As our story in this issue's Business of Government section (page 44) makes clear, local governments around the country are finally beginning to move on election reform. They are making investments in touch screens, optical-scanning devices and other new technology aimed at preventing a repeat of the 2000 presidential vote count debacle in Florida.
But as we all know, there is more to election reform than voting machines. And when it comes to the question of just how we change the rules to make the system more efficient and fairer, the progress toward consensus is proving agonizingly slow.
More than 1,500 bills dealing with the whole issue of election procedure were introduced this year in the legislatures of the 50 states, but few major ones made any serious progress toward enactment. Meanwhile, a blue-ribbon commission, chaired by former presidents Gerald Ford and Jimmy Carter, has called for uniform statewide voter registration lists, provisional voting (which would allow contested ballots to be put aside pending assessment of their validity), and making Election Day a national holiday.
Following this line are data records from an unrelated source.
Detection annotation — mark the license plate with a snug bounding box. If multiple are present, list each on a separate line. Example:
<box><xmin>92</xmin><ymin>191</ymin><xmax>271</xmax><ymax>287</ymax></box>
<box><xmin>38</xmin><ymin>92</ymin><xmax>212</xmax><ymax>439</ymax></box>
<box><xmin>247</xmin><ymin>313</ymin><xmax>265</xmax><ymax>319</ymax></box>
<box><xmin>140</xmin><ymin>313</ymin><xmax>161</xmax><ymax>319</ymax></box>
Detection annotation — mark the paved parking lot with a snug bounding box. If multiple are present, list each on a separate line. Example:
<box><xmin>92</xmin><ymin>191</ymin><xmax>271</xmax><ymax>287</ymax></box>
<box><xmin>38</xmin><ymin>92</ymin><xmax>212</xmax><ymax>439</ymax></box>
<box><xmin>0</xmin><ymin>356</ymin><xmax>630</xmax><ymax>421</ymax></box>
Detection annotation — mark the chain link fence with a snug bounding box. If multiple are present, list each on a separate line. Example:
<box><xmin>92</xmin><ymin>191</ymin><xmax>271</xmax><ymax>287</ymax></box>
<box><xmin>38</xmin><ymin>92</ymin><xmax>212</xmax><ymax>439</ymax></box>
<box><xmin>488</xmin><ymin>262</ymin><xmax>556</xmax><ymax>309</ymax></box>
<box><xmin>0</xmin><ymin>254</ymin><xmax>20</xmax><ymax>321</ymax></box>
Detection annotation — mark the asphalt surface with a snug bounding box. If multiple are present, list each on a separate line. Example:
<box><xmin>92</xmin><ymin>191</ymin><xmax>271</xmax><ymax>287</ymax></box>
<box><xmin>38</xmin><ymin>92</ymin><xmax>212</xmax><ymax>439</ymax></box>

Perhaps a dozen other academic and think-tank studies have plowed every square inch of the 2000 election field.
While the reports and studies show substantial agreement on the nature of the problems and on possible solutions, they disagree on two basic questions: Who gets to call the shots, and who pays the bills? Opposing camps continue to wrangle over whether the federal government should mandate a process and have the states follow it--or just provide general guidance and allow the states to craft their own approaches. There are equally deep divisions on whether the feds should use cash as an incentive for state-level reforms, or whether the states should be asked to come up with the money themselves.
The conduct of elections has always been one of the most difficult issues in the federal-state relationship. The U.S. Constitution gave state governments responsibility for prescribing the "times, place, and manner" for holding elections, even when the offices on the ballot are federal offices. On the other hand, the Constitution gave Congress authority to regulate the process. That authority has been used to provide the support for federal voting rights laws, and courts have long upheld the mixed federal-state management of the election process.
The fuzzy sharing of responsibilities scarcely stops there. The 2000 elections surprised even careful observers by revealing just how much state governments devolve operating decisions to the local level, and just how much those local decisions differ. In Florida last year, there was enormous local variation not only in voting technology but in procedures for resolving uncertainty--from counting chads to deciding who is eligible to vote. In Wisconsin, voting registers range from formal, well-maintained computer lists to handwritten papers kept in small towns by election officials who rely on being able to identify neighbors on sight.
On the crucial issues of control and financing of a modernized national election system, the two parties are in virtually complete disagreement. All 51 Democrats in the U.S. Senate, still stung by having the election slip away from Al Gore and determined to force reforms on the states, have joined to support a proposal by Christopher J. Dodd of Connecticut to require states to meet national standards for ballot access, registration lists and voting machines-- and to force the states to pay for any improvements. Dodd got unanimous committee approval, which proved easy because Republicans boycotted the meeting.
Most Republicans are far more sympathetic to the views that emerged from a study conducted under the auspices of the National Conference of State Legislatures. NCSL recommended that each state should improve the design of ballots, provide better training for poll workers, adopt uniform standards for casting and counting votes, and make polling places easier for the disabled to access. But the study also warned that any election reform ought to build "on broad principles, not upon specific mandates which would lead to a `one size fits all' approach to elections." From this state-level perspective, the federal government ought to provide block grants to help the states develop their own new systems--not funding mechanisms that seek to impose any specific requirements.
Can the federal government content itself with gentle nudges toward best practices, financial incentives for basic reforms and mandates for equal access to the polls--or will disgruntled Democrats conclude they can't trust the states to get the system fixed? Will states patch up the flaws that emerged in glaring relief during last year's protracted vote-counting battles--or will local inertia block even the changes all sides seem to want?
These are the fundamental issues of the national election reform debate now taking place. Along with issues such as Internet taxation and Medicaid regulation, they represent the cutting edge of an emerging debate about how intergovernmental politics will respond to the technological challenges of the new millennium.